Regulators are fully aware of the problem. The last-minute halt to Alibaba affiliate Ant Group's dual initial public offerings in Shanghai and Hong Kong in November 2020, plus subsequent investigations into other tech players like car-hailing giant DidiChuxing and Meituan, as well as a number of laws and regulations that have been unveiled or have come into effect since early this year, show that the Chinese government is determined to rein in the unrestrained growth of tech firms to thwart financial and data risks.

In February, the country's top banking and insurance watchdog issued regulations requiring commercial banks to carry out internet loan risk management and complete risk assessment independently. Outsourcing key components of the risk management operation will not be allowed.

The China Banking and Insurance Regulatory Commission also required that internet-lending platforms fund at least 30 percent of every loan they make, in partnership with commercial banks, from next year.

As Shenzhen aims to become a global fintech hub, three financial regulatory bodies in the city have vowed to enhance supervision of financial activities by internet platforms.

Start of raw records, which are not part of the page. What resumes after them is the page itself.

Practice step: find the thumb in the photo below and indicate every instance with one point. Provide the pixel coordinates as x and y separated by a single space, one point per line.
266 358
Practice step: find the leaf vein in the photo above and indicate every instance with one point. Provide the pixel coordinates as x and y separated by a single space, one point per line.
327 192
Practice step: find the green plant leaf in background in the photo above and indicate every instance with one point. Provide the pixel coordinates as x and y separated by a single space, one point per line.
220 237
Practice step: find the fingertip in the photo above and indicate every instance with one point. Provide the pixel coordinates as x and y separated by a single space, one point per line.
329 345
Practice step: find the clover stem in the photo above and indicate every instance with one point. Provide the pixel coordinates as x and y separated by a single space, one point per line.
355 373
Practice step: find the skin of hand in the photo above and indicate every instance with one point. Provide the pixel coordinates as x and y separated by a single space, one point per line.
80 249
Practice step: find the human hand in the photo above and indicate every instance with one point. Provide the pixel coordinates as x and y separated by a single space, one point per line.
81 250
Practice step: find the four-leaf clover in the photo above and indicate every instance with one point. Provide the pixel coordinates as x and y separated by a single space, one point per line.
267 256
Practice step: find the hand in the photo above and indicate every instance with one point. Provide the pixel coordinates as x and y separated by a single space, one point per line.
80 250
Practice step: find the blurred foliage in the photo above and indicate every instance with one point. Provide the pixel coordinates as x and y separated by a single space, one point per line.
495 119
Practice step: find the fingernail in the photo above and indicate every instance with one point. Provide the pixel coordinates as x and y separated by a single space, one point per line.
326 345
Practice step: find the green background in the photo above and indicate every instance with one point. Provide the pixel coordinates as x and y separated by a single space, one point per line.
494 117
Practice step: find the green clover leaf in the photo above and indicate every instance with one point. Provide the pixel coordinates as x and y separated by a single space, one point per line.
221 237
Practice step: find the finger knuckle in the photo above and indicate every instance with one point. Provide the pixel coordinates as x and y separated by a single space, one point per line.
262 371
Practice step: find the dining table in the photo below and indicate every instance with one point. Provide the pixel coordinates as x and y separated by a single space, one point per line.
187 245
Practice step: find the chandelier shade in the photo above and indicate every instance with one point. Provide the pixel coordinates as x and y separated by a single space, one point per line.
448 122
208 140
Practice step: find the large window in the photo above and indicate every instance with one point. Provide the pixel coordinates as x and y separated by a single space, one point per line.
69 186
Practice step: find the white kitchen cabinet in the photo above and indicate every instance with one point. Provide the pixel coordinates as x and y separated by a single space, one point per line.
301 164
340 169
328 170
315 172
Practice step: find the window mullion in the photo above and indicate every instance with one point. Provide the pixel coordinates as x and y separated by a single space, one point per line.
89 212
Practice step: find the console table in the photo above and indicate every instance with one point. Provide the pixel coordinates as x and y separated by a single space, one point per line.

According to a government document issued last month, regulators will prevent internet platforms from conducting financial activities on the pretext of offering technological services. An overall limit for internet platforms to invest in financial institutions will also be set.

Central Bank Governor Yi Gang acknowledged that fintech's development has brought new challenges for regulators. Some major Chinese internet platforms have obtained massive information on users when offering them e-commerce, payment, searches or services. They would then rate users' personal credit standing from analyzing the information obtained, and cooperate with financial institutions in the credit information business. "Such a practice amounts to conducting a personal credit information business without permission," Yi said at a Bank for International Settlements' conference on "Regulating Big Tech" in October.

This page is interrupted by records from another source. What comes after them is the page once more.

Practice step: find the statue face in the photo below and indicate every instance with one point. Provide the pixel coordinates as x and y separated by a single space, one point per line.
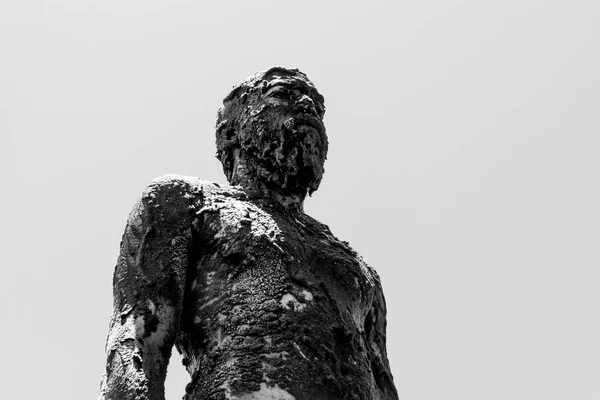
282 136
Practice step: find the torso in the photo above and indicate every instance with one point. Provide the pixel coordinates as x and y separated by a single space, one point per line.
275 305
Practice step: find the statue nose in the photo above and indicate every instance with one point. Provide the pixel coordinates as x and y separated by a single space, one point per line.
306 103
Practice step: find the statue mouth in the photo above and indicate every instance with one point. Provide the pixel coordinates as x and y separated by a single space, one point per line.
305 120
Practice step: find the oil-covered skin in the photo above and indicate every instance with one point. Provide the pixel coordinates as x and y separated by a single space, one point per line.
262 300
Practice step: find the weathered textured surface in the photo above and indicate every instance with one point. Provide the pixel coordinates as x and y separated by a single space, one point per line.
262 300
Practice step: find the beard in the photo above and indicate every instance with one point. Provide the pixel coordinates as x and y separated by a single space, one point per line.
285 153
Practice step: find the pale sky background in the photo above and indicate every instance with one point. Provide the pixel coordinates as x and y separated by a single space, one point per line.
463 165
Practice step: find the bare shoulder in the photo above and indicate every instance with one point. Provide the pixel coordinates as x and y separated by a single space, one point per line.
172 197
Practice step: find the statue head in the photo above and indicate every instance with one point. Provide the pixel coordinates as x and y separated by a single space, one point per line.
270 133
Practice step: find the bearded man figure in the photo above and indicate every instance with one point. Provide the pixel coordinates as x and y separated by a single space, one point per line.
262 301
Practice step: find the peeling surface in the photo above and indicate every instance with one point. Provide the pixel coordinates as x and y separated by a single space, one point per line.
261 300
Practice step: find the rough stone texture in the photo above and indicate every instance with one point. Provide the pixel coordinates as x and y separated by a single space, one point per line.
262 300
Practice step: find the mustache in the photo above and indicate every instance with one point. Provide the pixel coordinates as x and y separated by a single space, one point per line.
304 119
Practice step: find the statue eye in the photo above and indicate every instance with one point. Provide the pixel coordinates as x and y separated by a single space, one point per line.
279 94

He also warned that individual privacy and data security are being breached. "In most cases, Chinese consumers need to provide personal information (to internet platforms) to enjoy their financial services. But there are situations when large platform companies over-collect or even misuse consumers' information, which could affect data security and individual privacy."

China's Cyberspace Administration revealed in May that 84 apps had been involved in illegal collection of personal information, with more than half of them in the financial services business.

"The aim of the government's series of regulations on tech companies is not to curb their growth, but to ensure that the expansion is balanced and regulated. Against this backdrop, they will be stimulated to carry out a higher level of innovation to keep themselves afloat in the market," Jiang said.

He acknowledged that strengthened regulations will enhance operating costs for Chinese tech players, but said the government will impose different requirements for internet platforms of various sizes to strike a balance between protecting personal information and their business growth.

"The rapid growth of online lending in recent years has accumulated risks in the financial system. Stricter regulations will be positive for the industry's healthy and sustainable development," Chen from Fitch Ratings added.